Kemiskinan di Indonesia bukan cuma angka di laporan pemerintah. Itu kenyataan yang dihadapi jutaan orang setiap hari. Di tengah perkembangan teknologi dan ekonomi di kota-kota besar, masih banyak masyarakat yang hidup tanpa kepastian soal makanan, pendidikan, atau tempat tinggal yang layak.

Sayangnya, kemiskinan sering dijadikan bahan tontonan. Mengutip jurnal “Poverty Porn: Komodifikasi dan Etika Media” oleh Rosniar tahun 2020, banyak media menampilkan kemiskinan dengan cara dramatis, seperti wajah murung, rumah tidak layak tinggal, dan narasi menyedihkan. Tujuannya bukan untuk mendorong pemahaman, tapi mengejar simpati cepat dan viralitas.

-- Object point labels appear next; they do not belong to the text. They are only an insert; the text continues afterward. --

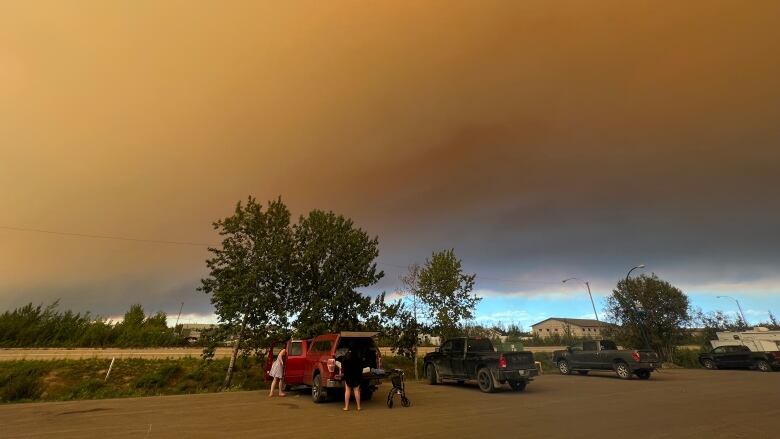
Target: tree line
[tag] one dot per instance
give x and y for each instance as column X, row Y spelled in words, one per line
column 272, row 279
column 39, row 326
column 647, row 311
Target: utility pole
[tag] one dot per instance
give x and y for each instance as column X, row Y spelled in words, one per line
column 738, row 306
column 587, row 284
column 416, row 335
column 638, row 313
column 177, row 317
column 229, row 375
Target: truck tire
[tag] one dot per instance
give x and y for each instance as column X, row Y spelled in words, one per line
column 485, row 381
column 433, row 376
column 518, row 386
column 643, row 374
column 622, row 369
column 318, row 393
column 563, row 367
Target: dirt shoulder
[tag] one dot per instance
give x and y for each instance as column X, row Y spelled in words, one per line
column 673, row 404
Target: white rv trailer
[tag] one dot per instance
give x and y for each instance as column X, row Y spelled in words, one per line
column 759, row 339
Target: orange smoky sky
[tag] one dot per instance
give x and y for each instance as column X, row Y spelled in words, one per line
column 539, row 139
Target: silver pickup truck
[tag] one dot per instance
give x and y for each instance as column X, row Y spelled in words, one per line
column 605, row 355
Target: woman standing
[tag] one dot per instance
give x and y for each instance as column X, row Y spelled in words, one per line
column 277, row 372
column 352, row 369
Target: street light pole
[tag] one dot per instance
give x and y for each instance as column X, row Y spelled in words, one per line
column 587, row 284
column 636, row 311
column 738, row 306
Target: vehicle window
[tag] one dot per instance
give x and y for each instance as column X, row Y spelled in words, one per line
column 589, row 346
column 480, row 345
column 607, row 345
column 322, row 346
column 457, row 346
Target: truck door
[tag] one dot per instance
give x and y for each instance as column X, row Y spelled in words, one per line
column 458, row 357
column 442, row 361
column 587, row 357
column 719, row 356
column 296, row 362
column 742, row 356
column 605, row 354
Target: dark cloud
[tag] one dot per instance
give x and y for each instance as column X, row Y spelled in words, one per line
column 538, row 140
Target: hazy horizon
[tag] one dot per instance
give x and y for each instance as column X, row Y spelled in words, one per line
column 539, row 140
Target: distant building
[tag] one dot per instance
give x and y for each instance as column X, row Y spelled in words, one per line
column 192, row 331
column 563, row 326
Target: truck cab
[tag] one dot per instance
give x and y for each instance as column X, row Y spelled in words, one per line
column 295, row 361
column 321, row 371
column 605, row 355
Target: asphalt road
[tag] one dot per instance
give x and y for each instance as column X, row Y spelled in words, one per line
column 672, row 404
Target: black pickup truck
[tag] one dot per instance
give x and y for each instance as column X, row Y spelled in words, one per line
column 472, row 358
column 605, row 355
column 740, row 356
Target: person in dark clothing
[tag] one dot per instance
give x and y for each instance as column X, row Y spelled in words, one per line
column 352, row 371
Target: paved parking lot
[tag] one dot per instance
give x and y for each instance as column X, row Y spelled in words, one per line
column 673, row 404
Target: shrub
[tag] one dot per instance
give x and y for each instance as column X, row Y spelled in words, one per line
column 21, row 383
column 159, row 378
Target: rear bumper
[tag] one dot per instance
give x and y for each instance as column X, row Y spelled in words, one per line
column 645, row 365
column 336, row 384
column 517, row 375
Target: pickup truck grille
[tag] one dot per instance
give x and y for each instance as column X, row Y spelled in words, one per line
column 519, row 360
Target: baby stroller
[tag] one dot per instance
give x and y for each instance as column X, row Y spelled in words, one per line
column 397, row 377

Hal serupa juga terjadi di media sosial. Kasus video akun TikTok @monfersalim pada 2024 jadi contoh jelas. Ia menjanjikan uang 5 juta rupiah kepada seorang kakek, tapi ternyata hanya 200 ribu yang diberikan. Netizen ramai mengkritik aksi tersebut sebagai bentuk eksploitasi. Konten semacam ini bukannya memberdayakan, justru memperkuat ketimpangan kuasa antara si “pemberi” dan yang “diberi.”

Lebih buruk lagi, publik dibiarkan larut dalam rasa iba tanpa dorongan untuk memahami akar masalahnya. Padahal, kesenjangan pendidikan, sempitnya lapangan kerja, dan distribusi kekayaan yang timpang adalah persoalam utama yang seharusnya dibongkar.

Data BPS Februari 2025 mencatat angka pengangguran di Indonesia mencapai 7,28 juta orang. Rasio gini tetap tinggi di angka 0,388. Ini bukan angka kecil. Ketimpangan masih nyata dan belum terselesaikan.

Ketika kemiskinan hanya dipakai sebagai latar konten, orang miskin kehilangan hak untuk bercerita atas nama dirinya sendiri. Mereka direkam, dipotret, lalu ditinggalkan. Padahal, perubahan tak lahir dari rasa kasihan yang sebentar, melainkan dari keberanian melawan ketimpangan secara kolektif.